Leila Zerrougui (born 1956) is an Algerian legal expert on human rights and administration of justice. She has served as the Special Representative of the UN Secretary-General and Head of the United Nations Stabilization Mission in the Democratic Republic of the Congo (MONUSCO) since January 2018.

== Early life and education ==
Zerrougui was born in Souk Ahras. She graduated from L'Ecole Nationale d'Administration (Algiers) in 1980. Since 1993, she has held various academic positions at law schools in Algeria, and was associate professor of L'Ecole Supérieure de la Magistrature (Algiers). She has published extensively on the administration of justice and human rights.

== Career ==
She was Special Representative of the Secretary-General for Children and Armed Conflict from September 2012 to May 2017. In this capacity, she served as an independent advocate to build awareness and give prominence to the rights and protection of boys and girls affected by armed conflict.

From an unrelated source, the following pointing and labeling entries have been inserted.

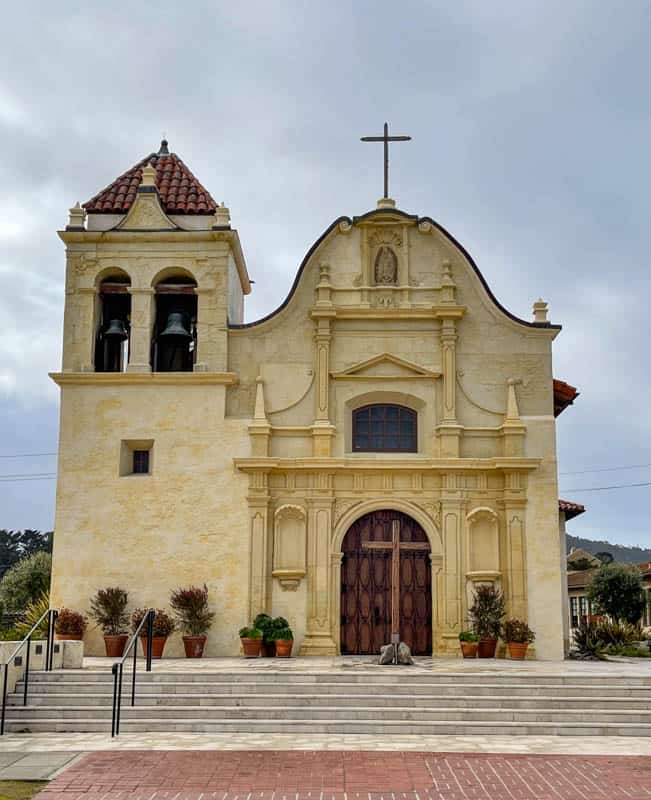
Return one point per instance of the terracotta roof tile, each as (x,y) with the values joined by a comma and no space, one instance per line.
(564,396)
(180,192)
(571,510)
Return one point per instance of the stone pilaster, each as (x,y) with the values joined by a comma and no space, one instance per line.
(322,430)
(259,575)
(85,330)
(211,331)
(318,634)
(142,322)
(452,614)
(449,430)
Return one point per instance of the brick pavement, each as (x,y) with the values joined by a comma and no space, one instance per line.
(349,775)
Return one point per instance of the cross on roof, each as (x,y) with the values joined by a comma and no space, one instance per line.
(386,139)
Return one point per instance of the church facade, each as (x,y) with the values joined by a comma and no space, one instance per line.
(390,395)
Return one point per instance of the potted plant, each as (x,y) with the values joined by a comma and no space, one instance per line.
(70,625)
(190,607)
(265,623)
(283,639)
(251,638)
(487,612)
(163,626)
(109,610)
(518,637)
(469,642)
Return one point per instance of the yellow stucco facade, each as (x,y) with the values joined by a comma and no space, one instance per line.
(253,481)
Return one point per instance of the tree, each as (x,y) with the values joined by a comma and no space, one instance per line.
(617,590)
(25,581)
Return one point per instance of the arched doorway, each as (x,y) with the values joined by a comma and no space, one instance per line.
(367,579)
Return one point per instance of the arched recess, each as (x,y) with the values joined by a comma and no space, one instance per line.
(174,339)
(112,323)
(341,528)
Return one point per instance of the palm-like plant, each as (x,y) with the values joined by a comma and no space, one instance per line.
(488,611)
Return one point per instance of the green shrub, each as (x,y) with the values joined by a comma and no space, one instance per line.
(163,623)
(31,616)
(587,642)
(70,623)
(487,611)
(517,631)
(282,634)
(25,582)
(190,607)
(250,632)
(617,590)
(109,610)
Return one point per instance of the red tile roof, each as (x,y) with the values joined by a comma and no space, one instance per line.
(570,510)
(180,192)
(564,396)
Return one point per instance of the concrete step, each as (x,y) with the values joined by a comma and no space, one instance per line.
(333,713)
(349,726)
(442,699)
(146,684)
(397,679)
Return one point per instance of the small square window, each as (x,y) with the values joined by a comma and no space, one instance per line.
(136,457)
(140,462)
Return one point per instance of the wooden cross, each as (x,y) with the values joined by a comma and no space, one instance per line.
(395,545)
(386,139)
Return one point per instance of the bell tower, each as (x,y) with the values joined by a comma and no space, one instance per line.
(154,275)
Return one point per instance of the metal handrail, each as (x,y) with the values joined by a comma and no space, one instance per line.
(51,615)
(118,668)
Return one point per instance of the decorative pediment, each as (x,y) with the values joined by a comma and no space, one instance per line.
(146,213)
(385,367)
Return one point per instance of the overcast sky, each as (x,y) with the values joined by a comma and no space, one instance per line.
(531,128)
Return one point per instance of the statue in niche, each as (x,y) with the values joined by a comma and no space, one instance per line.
(386,266)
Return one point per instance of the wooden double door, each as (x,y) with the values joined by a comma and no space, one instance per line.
(368,575)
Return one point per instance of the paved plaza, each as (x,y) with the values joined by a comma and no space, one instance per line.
(345,775)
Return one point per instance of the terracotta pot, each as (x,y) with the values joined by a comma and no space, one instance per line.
(157,646)
(251,647)
(115,645)
(194,646)
(284,648)
(518,650)
(469,649)
(487,647)
(268,649)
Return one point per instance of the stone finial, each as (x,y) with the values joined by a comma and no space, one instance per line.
(77,216)
(540,308)
(222,216)
(148,176)
(512,409)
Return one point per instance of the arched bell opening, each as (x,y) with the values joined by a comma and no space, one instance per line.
(174,341)
(386,584)
(114,324)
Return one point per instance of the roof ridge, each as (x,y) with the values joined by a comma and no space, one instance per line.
(180,191)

She was a member of the Working Group on Arbitrary Detention under the United Nations Human Rights Council from 2001, and served as the Working Group's Chairperson-Rapporteur from 2003 until May 2008. Prior to this, she had a long career in the Algerian judiciary and, in 2000, was appointed to the Algerian Supreme Court.

She served as a juvenile judge and judge of first instance from 1980 to 1986, and as an appeals court judge from 1986 to 1997. From 1998 to 2000, she served as legal adviser to the Cabinet of the Ministry of Justice and, from 2000 to 2008, as legal adviser to the cabinet of the President of Algeria. She also worked in various positions within the Algerian government and was a member of the Algerian National Commission on the Reform of the Judiciary.

Prior to her appointment as Special Representative in 2012, she was Deputy Special Representative of the Secretary-General and Deputy Head of the United Nations Stabilization Mission in the Democratic Republic of the Congo (MONUSCO) where, since 2008, she spearheaded the mission's efforts in strengthening the rule of law and protection of civilians. In 2013 she was succeeded by Abdallah Wafy.

She was succeeded by Bintou Keita as head of MONUSCO in 2021.